Examples of fund-raising activities that are not approved include:
1. Activities that would be taxable.
2. Activities completed with paid labor, either by employees or by contract.
3. Entertainment for which the stake or ward pays performers for their services, when admission is charged, and when the intent of the activity is to raise funds.
4. The sale of commercial goods or services, including food storage items.
5. Games of chance, such as raffles, lotteries, and bingo.
The most common definition of "commercial goods" I know is goods used for a business purpose. The only example of a "commercial good" given is "food storage items." Given the common definition, and without any context, that would mean a prohibition against the sale of refrigeration units to business customers. However since this is an LDS context we can presume that "food storage items" refers to goods purchased as part of the LDS family's year supply of household food storage. This does not help to clarify things unfortunately because again, in the common business vernacular, goods like food storage items used for household purposes are "household goods" which is the opposite of "commercial goods."

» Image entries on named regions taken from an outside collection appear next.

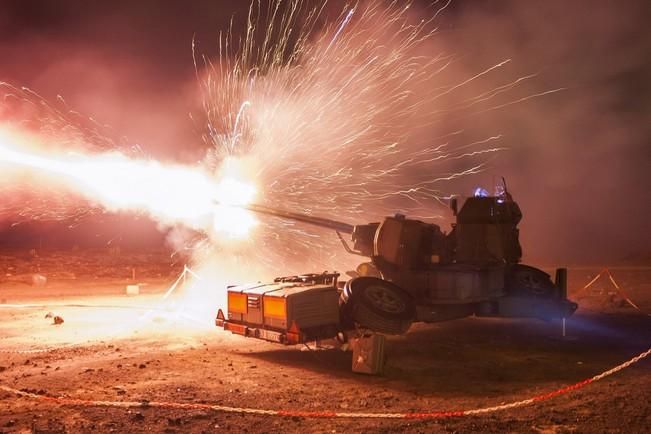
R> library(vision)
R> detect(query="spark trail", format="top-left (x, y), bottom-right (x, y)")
top-left (0, 128), bottom-right (255, 236)
top-left (4, 0), bottom-right (556, 273)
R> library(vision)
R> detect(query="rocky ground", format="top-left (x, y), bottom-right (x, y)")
top-left (0, 249), bottom-right (651, 433)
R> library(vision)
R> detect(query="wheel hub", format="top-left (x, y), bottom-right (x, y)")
top-left (366, 286), bottom-right (406, 313)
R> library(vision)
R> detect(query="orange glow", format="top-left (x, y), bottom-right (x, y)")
top-left (0, 124), bottom-right (256, 238)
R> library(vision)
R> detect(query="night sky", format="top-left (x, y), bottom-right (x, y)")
top-left (0, 0), bottom-right (651, 263)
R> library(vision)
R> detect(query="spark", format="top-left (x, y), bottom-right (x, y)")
top-left (0, 0), bottom-right (557, 273)
top-left (0, 125), bottom-right (255, 236)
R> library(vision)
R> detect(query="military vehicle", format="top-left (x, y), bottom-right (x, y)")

Another possible definition for "commercial goods" that I can imagine is a good produced commercially. This would imply that it would be an acceptable fundraiser to sell homemade pies but unacceptable to resell bakery produced pies. This would also prohibit participation in the BSA popcorn sales since that product is produced commercially. The example of "food storage items" is again unhelpful here because while one can procure commercially packaged food storage items it is also a very common practice to acquire commodities and package them for storage oneself which would result in a "household good" even if some of the ingredients were of commercial origin.
There are so many mysteries and contradictions in the official fundraising policy that I could go on for many pages. But if I could choose to have just one sentence illuminated completely than it would be this reference to "commercial goods and services."